As the OIG says time and again in the reports, chasing down strategic defaulters can not only cut the enterprises' losses on bad loans but can also "serve as a deterrent to those who would chose to strategically default on their mortgage obligations."

Going after strategic defaulters is big money. According to the OIG report criticizing Freddie Mac's lax practices, the company has left billions on the table.

The report found that Freddie Mac, which has received some $71 billion in taxpayer assistance since it was taken into conservatorship by the FHFA in September 2008, did not refer nearly 58,000 foreclosures with estimated deficiencies of some $4.6 billion for collection by its vendors.

Of course, only a percentage of that amount might have been recoverable because some borrowers are simply tapped out. But because the bad loans weren't even considered for recovery, Freddie Mac "eliminated any possibility" for collecting what is owed, the OIG said.

Now extrapolate that to Freddie Mac's entire holdings and you can see we're talking some really big money here. As of last December, the big secondary mortgage market company had nearly 50,000 foreclosures still on its books, carrying a value of some $4.3 billion. And as of March 31, it held 364,000 mortgages that were 60 days or more delinquent and were, therefore, likely foreclosure candidates.

Fannie Mae's portfolio of troubled assets is much larger.
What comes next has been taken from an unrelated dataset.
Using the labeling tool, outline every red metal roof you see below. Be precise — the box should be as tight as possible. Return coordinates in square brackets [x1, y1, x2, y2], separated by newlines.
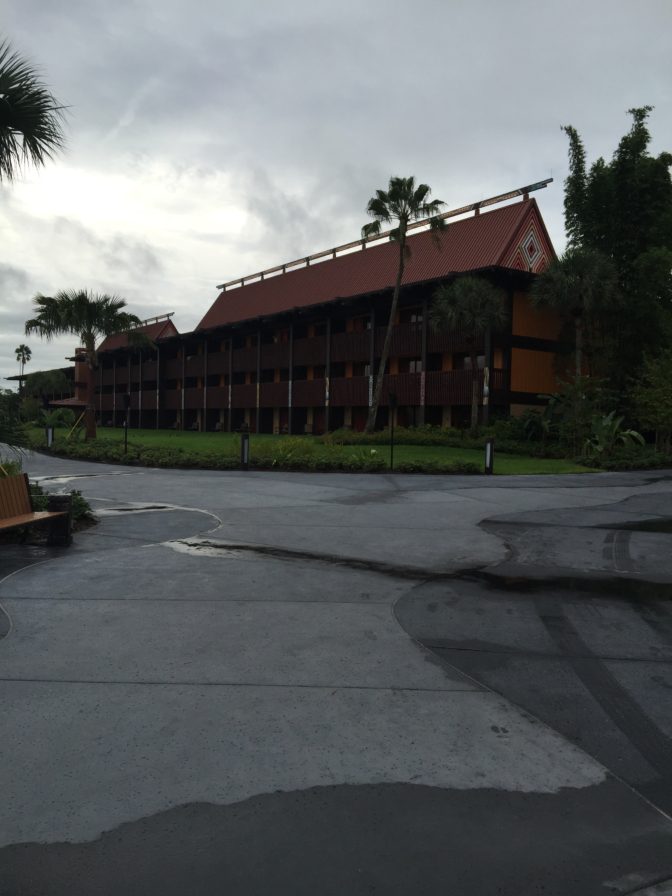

At the end of last year, it owned more than 105,000 foreclosed properties valued at $9.5 billion and carried a "substantial" shadow inventory of 576,000 seriously delinquent mortgages that were 90 days late or more and likely to end up in foreclosure.

It does a better job than the smaller Freddie Mac, according to the OIG. But in a separate report, Fannie Mae earned a slap on the wrist for not taking any action on nearly 30,000 accounts because statutes of limitations had expired or were about to. For the same reason, the report says, it failed to pursue deficiencies of some 15,000 accounts that already had been reviewed for collection by its vendors.

Several factors influence the decision to pursue deficiency recoveries. But most importantly, state laws dictate timelines for filing claims. Some states do not allow deficiency judgments at all, but they are fair game in 35 states, including the District of Columbia. However, 10 have short windows -- only 30 to 180 days in which collections are allowed.

But not going after defaulters where it is permissible to do so not only reduces the chances of recovering potentially billions, the reports point out, it "incentivizes" other borrowers to walk away from mortgages they can afford to pay.

The new OIG reports are a follow-up to one issued a year ago that called the FHFA, the agency which oversees the two GSEs, on the carpet for failing to provide enough guidance about effectively pursuing and collecting deficiency judgements wherever and whenever possible.

In September, in response to a draft of these latest reports, the agency set down requirements for both enterprises to maintain formal policies and procedures for managing their deficiency collection processes, establish a set of controls to monitor their collection vendors and comply with state laws in an effort to preserve their ability to pursue collections.

And by the first of the year, the FHFA said it will begin to more closely monitor the effectiveness of Fannie Mae and Freddie Mac's deficiency judgement processes. That's government-speak for, "We'll be watching you from now on, so you'd better get your collection house in order."